東京・亀戸にあるオーケー


 店名は「オーケー」。「世界中どこでも発音が同じ」という理由で、父・紋治郎氏と母・ふささんが命名した。こうして1958年6月、東京・上板橋に、オーケー1号店が誕生した。 飯田会長が語る。

「当時、スーパーマーケットは珍しく、開店当初は大変賑わいました。しかし、日が経つにつれ、だんだん閑古鳥が鳴くようになってしまった。私自身も小売業が初めてで試行錯誤の連続でした」

 それでも、いくつか新店を開くうち、少しずつ軌道に乗り始めた。だが、店舗数が20店舗ほどになった頃から運営を人に任せるようになると、成長は止まっていく。そして1986年頃、飯田会長は、立ち寄った店舗の売り場で、定価100円の商品が、たったの2円引きの98円で売られているのを見て、愕然とする。

「2円引きの商品など誰が買いたいと思うものか。これは、私が作ろうとした店ではない…!」

 60才を間近に控え、飯田会長はすぐに大改革を実行。
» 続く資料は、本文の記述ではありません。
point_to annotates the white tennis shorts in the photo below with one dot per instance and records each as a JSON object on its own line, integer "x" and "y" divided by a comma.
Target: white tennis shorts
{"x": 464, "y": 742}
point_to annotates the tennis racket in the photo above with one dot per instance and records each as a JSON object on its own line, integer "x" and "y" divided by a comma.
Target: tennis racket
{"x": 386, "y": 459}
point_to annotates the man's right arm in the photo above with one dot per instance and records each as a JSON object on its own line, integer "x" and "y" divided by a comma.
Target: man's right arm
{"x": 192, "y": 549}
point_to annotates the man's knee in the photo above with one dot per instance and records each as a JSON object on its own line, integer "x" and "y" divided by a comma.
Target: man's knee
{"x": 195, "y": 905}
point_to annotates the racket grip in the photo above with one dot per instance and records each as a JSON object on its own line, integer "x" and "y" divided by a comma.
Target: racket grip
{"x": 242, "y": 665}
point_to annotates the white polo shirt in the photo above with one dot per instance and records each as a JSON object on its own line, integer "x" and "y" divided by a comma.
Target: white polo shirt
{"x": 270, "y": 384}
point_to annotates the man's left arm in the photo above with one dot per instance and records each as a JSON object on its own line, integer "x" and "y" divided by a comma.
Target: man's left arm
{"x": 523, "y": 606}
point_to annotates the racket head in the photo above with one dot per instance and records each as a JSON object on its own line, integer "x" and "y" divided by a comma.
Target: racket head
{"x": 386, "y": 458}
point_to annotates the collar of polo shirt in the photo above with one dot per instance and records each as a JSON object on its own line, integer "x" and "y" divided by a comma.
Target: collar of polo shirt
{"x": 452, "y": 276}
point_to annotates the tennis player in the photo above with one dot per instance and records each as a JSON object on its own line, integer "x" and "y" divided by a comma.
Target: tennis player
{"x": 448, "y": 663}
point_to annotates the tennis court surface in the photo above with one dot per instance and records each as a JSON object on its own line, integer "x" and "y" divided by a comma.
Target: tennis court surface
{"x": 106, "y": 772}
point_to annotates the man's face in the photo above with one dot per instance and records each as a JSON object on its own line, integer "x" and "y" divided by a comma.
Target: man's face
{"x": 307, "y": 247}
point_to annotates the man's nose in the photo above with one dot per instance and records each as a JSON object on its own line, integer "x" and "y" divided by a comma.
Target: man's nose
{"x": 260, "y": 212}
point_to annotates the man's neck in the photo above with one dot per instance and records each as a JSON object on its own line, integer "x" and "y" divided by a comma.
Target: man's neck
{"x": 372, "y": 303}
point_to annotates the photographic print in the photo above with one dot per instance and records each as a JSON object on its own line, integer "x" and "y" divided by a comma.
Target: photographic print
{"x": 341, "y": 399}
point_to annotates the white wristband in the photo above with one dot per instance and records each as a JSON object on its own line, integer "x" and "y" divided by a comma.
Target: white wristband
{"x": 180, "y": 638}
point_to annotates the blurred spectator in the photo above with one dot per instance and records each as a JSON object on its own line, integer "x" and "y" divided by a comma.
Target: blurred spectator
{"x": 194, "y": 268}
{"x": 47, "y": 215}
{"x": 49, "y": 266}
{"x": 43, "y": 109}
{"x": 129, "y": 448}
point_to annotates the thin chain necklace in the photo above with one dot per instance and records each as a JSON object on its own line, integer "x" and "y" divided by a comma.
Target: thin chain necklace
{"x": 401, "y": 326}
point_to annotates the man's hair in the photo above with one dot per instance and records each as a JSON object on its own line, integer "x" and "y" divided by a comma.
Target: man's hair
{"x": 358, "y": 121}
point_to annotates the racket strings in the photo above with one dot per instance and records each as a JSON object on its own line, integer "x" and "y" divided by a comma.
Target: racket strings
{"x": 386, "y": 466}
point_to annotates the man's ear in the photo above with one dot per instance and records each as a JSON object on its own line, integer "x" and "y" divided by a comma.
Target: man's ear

まず、会社の基本方針を、それまでの「高品質・お買徳」から「高品質・Everyday Low Price」に集約し、普段の売価をどの競合店にも負けない売価に設定することを柱とした経営改善に取り組んだ。

 その取り組みの1つとして、取扱商品の総見直しと、思い切った仕入れ品種の絞り込みを行ったのである。

 その後オーケーは、食料品の3%相当額の値引きを実施したり、買い物袋の有料化、自動発注システムの導入など、精力的に低価格実現のための取り組みを行った。

 オネストカードやご意見カード、商品の鮮度を保つための3%値引きといった独自の店作りも、すべて飯田会長のアイディアによって生まれ、今日まで受け継がれてきたもの。改革を経て生まれた、正直で顧客をいちばんに考える真っすぐな経営が受け入れられ、急速にファンと店舗数を増やし、大躍進を遂げることとなったのだ。